Poucos autores têm um domínio tão grande sobre o medo e o horror quanto Stephen King. O escritor, nascido e criado no Maine, é conhecido como Mestre do Horror por muito de seus fiéis fãs – e isso não é à toa, uma vez que dentre dezenas de romances, ele produziu histórias memoráveis e que já foram adaptadas diversas vezes, seja para a televisão ou para os cinemas.

E mesmo com tantas obras-primas, é difícil não colocar IT: A Coisa no mais alto patamar de sua carreira. O livro, publicado originalmente em 1986, pode assustar à primeira vista pelo seu tamanho – afinal de contas, são mais de 1000 páginas -, mas é considerada uma das melhores obras de King, sendo prestigiada até hoje.

Esse prestígio não veio apenas entre os leitores, mas também o público de TV e de cinema. Em 1990, o livro rendeu uma minissérie em duas partes, intitulada no Brasil de IT: Uma Obra-Prima do Medo (e a partir daí vocês já sabem de onde surgiu o título dessa série de artigos), e recentemente, ganhou uma adaptação cinematográfica com dois filmes, lançados respectivamente em 2017 e 2019.

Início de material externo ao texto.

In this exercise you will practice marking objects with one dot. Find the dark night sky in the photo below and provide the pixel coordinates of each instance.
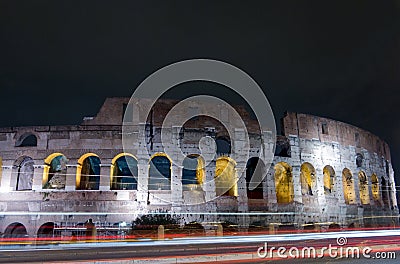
(339, 59)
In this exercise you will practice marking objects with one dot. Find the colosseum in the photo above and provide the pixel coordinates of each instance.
(324, 174)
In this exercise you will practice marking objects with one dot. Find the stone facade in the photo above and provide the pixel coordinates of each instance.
(324, 173)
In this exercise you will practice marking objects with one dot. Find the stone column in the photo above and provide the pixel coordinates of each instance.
(105, 170)
(37, 177)
(70, 178)
(176, 185)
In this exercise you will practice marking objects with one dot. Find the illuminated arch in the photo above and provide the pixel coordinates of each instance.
(251, 169)
(329, 180)
(375, 188)
(88, 172)
(24, 171)
(54, 171)
(160, 172)
(193, 172)
(225, 177)
(124, 172)
(283, 183)
(46, 230)
(363, 187)
(15, 230)
(348, 187)
(27, 140)
(307, 178)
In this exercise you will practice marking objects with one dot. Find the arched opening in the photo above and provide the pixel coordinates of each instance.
(283, 183)
(1, 171)
(88, 172)
(160, 172)
(27, 140)
(193, 172)
(124, 172)
(348, 187)
(225, 177)
(375, 188)
(46, 230)
(385, 192)
(257, 171)
(329, 180)
(15, 230)
(334, 227)
(223, 145)
(55, 171)
(307, 178)
(363, 187)
(24, 170)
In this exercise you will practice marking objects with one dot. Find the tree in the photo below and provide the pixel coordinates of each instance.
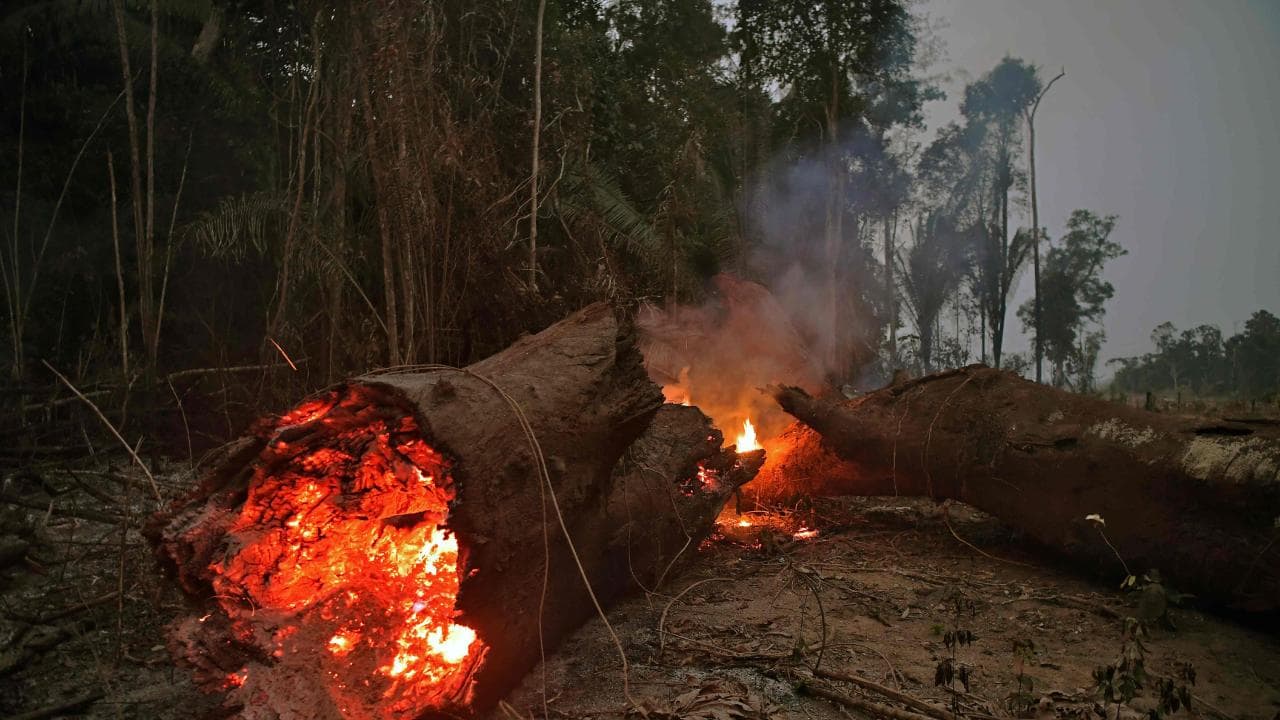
(850, 63)
(1000, 100)
(1258, 355)
(1036, 229)
(931, 274)
(1074, 296)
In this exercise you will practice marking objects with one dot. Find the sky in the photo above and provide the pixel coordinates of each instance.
(1168, 117)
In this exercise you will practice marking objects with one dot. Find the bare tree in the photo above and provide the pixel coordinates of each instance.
(1036, 233)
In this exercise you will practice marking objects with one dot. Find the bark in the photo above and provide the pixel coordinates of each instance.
(1196, 500)
(583, 388)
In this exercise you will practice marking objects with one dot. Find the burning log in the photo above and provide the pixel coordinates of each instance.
(393, 547)
(1198, 501)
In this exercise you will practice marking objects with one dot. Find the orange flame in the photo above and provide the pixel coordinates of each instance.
(344, 543)
(746, 441)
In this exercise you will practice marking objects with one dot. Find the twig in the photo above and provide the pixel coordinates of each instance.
(946, 519)
(110, 427)
(662, 619)
(863, 705)
(60, 709)
(83, 514)
(890, 693)
(283, 354)
(928, 436)
(822, 615)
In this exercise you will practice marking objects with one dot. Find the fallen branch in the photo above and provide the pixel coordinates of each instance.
(110, 427)
(62, 707)
(890, 693)
(859, 703)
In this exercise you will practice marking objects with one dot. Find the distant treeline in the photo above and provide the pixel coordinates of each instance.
(1201, 361)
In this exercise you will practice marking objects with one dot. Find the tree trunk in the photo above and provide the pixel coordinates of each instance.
(1196, 500)
(583, 391)
(1040, 347)
(835, 224)
(536, 142)
(890, 295)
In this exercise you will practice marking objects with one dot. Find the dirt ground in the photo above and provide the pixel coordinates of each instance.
(736, 634)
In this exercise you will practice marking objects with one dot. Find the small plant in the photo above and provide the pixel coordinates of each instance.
(1174, 692)
(1120, 680)
(950, 670)
(1023, 697)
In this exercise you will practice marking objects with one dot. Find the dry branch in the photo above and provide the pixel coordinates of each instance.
(1197, 500)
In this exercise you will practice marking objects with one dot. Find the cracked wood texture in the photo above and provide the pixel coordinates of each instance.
(1197, 500)
(625, 470)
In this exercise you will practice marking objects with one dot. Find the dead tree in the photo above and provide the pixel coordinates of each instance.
(432, 479)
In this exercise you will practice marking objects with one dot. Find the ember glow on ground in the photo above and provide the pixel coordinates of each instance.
(343, 551)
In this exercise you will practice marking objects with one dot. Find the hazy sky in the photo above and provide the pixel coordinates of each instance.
(1168, 117)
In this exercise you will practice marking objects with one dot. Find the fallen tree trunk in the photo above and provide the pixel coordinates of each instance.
(397, 546)
(1198, 501)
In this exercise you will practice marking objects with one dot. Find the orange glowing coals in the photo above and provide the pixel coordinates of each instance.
(746, 441)
(342, 550)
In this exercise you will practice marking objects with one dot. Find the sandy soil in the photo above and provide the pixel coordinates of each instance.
(735, 634)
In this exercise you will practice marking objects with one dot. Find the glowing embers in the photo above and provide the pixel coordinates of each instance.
(746, 441)
(342, 554)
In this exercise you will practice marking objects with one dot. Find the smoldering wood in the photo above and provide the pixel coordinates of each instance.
(583, 387)
(1200, 501)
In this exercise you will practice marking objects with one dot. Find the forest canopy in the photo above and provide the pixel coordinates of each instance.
(220, 192)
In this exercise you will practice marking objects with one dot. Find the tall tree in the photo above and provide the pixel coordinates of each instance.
(1074, 297)
(999, 100)
(851, 63)
(1036, 228)
(931, 273)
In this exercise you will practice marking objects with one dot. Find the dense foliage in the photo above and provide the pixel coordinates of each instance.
(232, 201)
(1203, 363)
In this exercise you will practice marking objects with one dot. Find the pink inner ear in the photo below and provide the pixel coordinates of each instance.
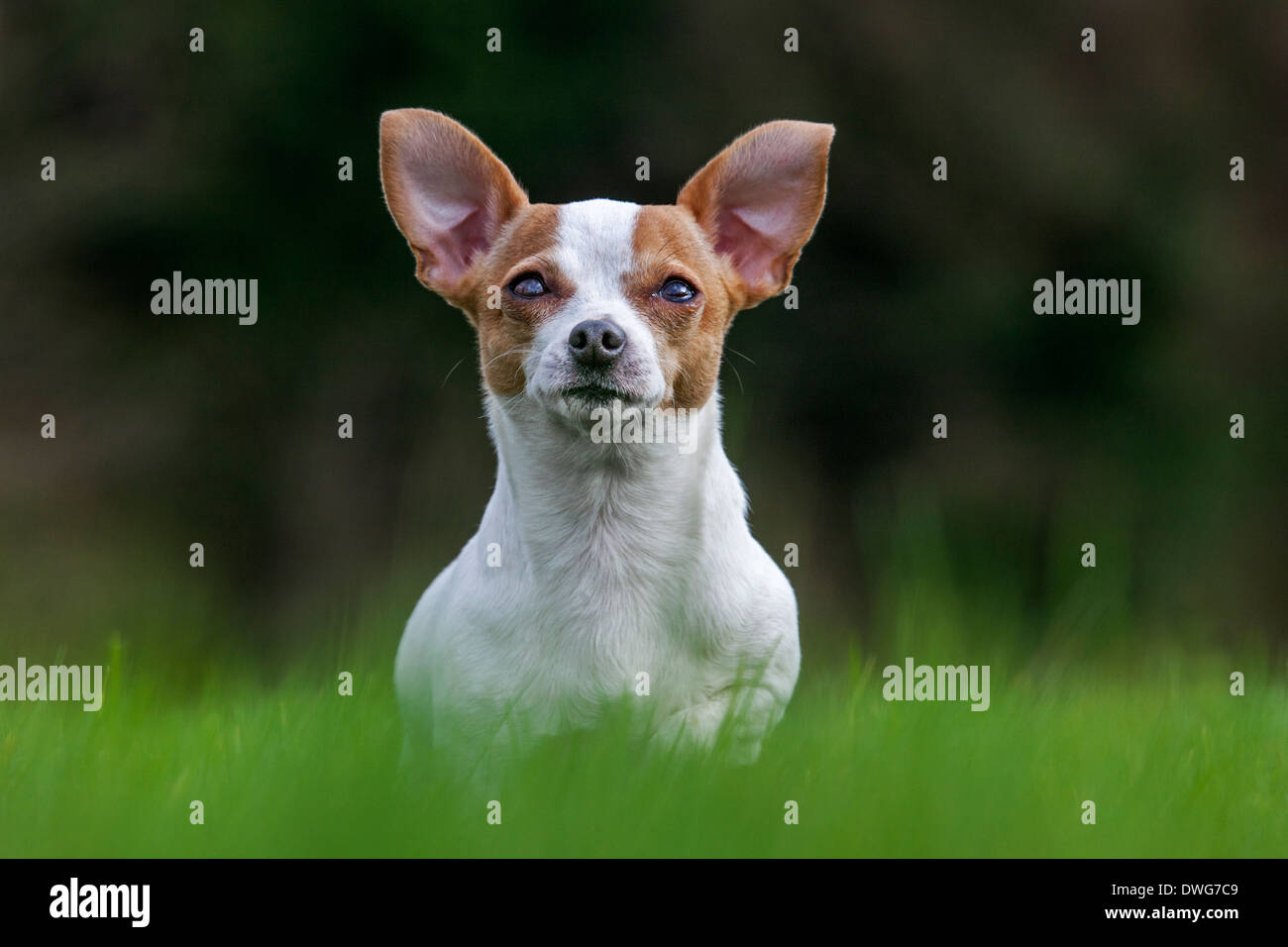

A história já está na boca do povo: a cidade fictícia de Derry, no Maine (uma das locações recorrentes da obra de King) é assombrada por uma figura mítica e amórfica, conhecida simplesmente como A Coisa. Entre seus poderes, ela pode se transformar no que quiser, e passa boa parte do tempo como Pennywise, o Palhaço Dançarino.

Embora seus objetivos (e até mesmo origem) sejam um pouco vagos, sabemos que essa entidade se alimenta do medo de seres humanos, e isso faz com que ela embrulhe Derry numa camada de trevas e devastação, sempre ressurgindo a cada 27 anos para fazer sua “colheita”, antes de hibernar novamente.

E é aí que entra o Clube dos Otários, um grupo de crianças que, unidos pelo destino, descobrem a trama da Coisa e procuram um jeito de detê-la, mesmo que precisem sacrificar suas próprias vidas para isso.

Entre os personagens, temos Bill Denborough, um menino gago que sofre pela perda de seu irmão mais novo; Ben Hanscom, um garoto novato que sofre bullying por conta de seu peso; Beverly Marsh, a única garota do grupo, que tem uma vida conturbada em casa; Mike Hanlon, um rapaz negro que sofre racismo na cidade; Richie Tozier, o “boca-suja” do grupo, que disfarça suas inseguranças com piadas de baixo calão; Eddie Kaspbrak, um menino mirrado e hipocondríaco; e Stanley Uris, um garoto judeu que precisa lidar com seus próprios medos.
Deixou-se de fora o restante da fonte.